By Dominic Ponsford
Just weeks after MPs accused it of being too “softly, softly”, the Press Complaints Commission has issued two tough judgements against national newspapers.
It has condemned The Sun for invading the privacy of Australian conman Peter Foster by publishing transcripts of private telephone conversations.
And it has upheld a complaint against the Scottish Daily Record, which paid a criminal implicated in a murder inquiry for his story.
The Sun published a series of articles on 13 and 14 December, 2002, based on recorded telephone conversations between Foster and his mother. The paper has never revealed how it obtained the transcripts.
At the time, Foster – a convicted fraudster – was at the centre of the “Cheriegate” scandal concerning advice given to Cherie Blair over the purchase of flats in Bristol.
The conversations revealed Foster discussing plans to sell his story to various newspapers.
In one excerpt, Foster told his mother Louise: “It’s a PR nightmare. It’s a PR f***ing nightmare. I’m f****d. My reputation is f****d.”
In its ruling, the PCC said it regarded eavesdropping into private telephone conversations as one of the most serious forms of intrusion into privacy. It said: “In view of the serious nature of such intrusion… the commission must set the public interest hurdle at a demonstrably high level.”
The Sun, then edited by David Yelland, argued that publication was in the public interest because the transcripts helped ensure the public was not misled further by those involved in the Cheriegate saga.

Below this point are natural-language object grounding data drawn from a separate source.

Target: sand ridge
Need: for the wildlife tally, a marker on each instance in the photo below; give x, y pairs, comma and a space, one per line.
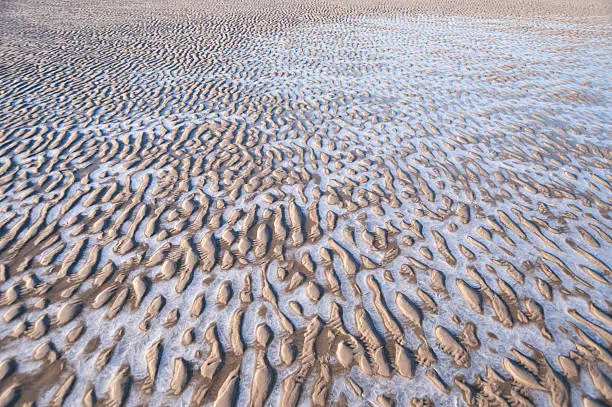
302, 204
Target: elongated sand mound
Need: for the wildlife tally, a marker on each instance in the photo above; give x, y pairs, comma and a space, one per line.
349, 203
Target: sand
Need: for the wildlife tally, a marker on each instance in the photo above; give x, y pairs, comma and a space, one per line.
389, 203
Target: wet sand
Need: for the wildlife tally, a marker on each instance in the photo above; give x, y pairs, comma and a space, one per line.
320, 203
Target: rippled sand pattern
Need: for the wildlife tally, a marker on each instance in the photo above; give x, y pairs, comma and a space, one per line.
304, 205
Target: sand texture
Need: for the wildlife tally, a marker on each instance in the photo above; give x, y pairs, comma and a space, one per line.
305, 203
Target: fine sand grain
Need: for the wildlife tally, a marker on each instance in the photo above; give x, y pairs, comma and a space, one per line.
345, 202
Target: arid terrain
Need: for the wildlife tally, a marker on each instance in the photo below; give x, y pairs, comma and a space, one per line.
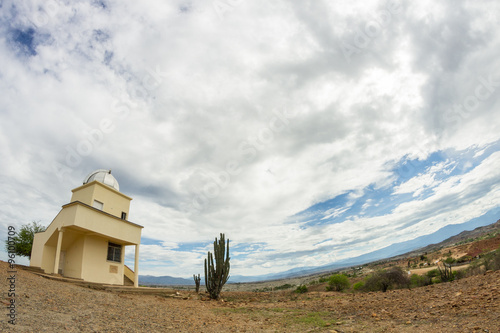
470, 304
467, 305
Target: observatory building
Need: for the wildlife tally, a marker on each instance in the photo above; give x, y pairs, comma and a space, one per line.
87, 239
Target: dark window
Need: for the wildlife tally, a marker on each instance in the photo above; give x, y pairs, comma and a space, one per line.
114, 252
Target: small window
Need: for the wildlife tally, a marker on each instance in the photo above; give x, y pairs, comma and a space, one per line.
98, 204
114, 252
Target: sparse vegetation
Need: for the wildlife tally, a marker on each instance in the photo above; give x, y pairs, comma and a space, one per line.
301, 289
358, 285
385, 279
216, 275
338, 282
445, 274
197, 280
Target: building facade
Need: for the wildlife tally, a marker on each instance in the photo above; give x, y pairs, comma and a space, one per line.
87, 239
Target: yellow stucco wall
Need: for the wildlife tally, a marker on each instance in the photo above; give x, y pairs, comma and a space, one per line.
73, 260
86, 233
95, 266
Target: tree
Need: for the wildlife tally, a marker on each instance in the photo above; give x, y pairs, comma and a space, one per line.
217, 275
23, 241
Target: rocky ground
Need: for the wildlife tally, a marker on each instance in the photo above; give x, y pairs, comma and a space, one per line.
43, 305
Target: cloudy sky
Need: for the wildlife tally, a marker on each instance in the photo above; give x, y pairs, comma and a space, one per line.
306, 131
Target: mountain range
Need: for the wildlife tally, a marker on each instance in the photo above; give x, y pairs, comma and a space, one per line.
441, 238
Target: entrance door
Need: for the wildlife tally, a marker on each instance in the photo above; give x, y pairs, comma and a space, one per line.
61, 262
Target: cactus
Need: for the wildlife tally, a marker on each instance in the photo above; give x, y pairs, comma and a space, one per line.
445, 273
197, 280
217, 275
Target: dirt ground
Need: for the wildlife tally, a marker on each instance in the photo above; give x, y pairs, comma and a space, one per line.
43, 305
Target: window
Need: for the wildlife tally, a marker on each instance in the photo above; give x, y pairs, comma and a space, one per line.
98, 204
114, 252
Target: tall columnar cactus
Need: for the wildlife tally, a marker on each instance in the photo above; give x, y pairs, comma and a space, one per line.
217, 275
197, 280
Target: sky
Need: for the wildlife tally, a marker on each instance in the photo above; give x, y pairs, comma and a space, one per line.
307, 132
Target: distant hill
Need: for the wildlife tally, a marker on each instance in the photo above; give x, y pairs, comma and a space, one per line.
461, 237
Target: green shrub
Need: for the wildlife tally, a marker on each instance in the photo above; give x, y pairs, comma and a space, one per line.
419, 281
450, 260
301, 289
456, 275
338, 282
358, 285
491, 261
385, 279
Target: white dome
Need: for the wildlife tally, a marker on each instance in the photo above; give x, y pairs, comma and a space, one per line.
104, 176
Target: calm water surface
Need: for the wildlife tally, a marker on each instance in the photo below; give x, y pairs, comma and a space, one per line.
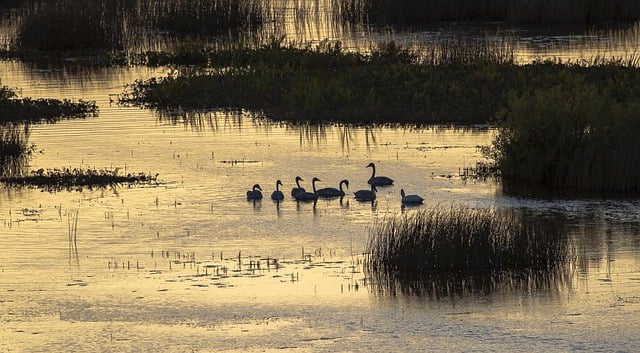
173, 267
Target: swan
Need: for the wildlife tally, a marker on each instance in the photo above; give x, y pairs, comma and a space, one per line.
308, 196
255, 193
380, 180
366, 195
410, 199
333, 192
277, 195
297, 189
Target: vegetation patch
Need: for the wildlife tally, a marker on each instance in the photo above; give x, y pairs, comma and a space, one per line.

But the PCC said: “For the commission to have rejected this complaint would be unacceptably to expose all those involved in high-profile news stories to unjustified physical intrusion.”
The Sun published the adjudication in full on page 24 of Tuesday’s edition.
The ruling secures The Sun’s position as the publication with the most PCC judgements against it – 21.
The Daily Record complaint came about after it paid murder suspect Hector Dick for an interview.
The PCC judged that the terms of the Editors’ Code of Practice concerning payments to witnesses had not been breached because the deal was struck after the conclusion of the trial.
But it ruled that the Record had breached the rules on payments to criminals because the information gained from the interview was not significant enough to satisfy the public interest defence.
The PCC chose, however, not to censure the Record because of a number of mitigating factors and it said that the Code of Practice may need to be amended as a result of the case.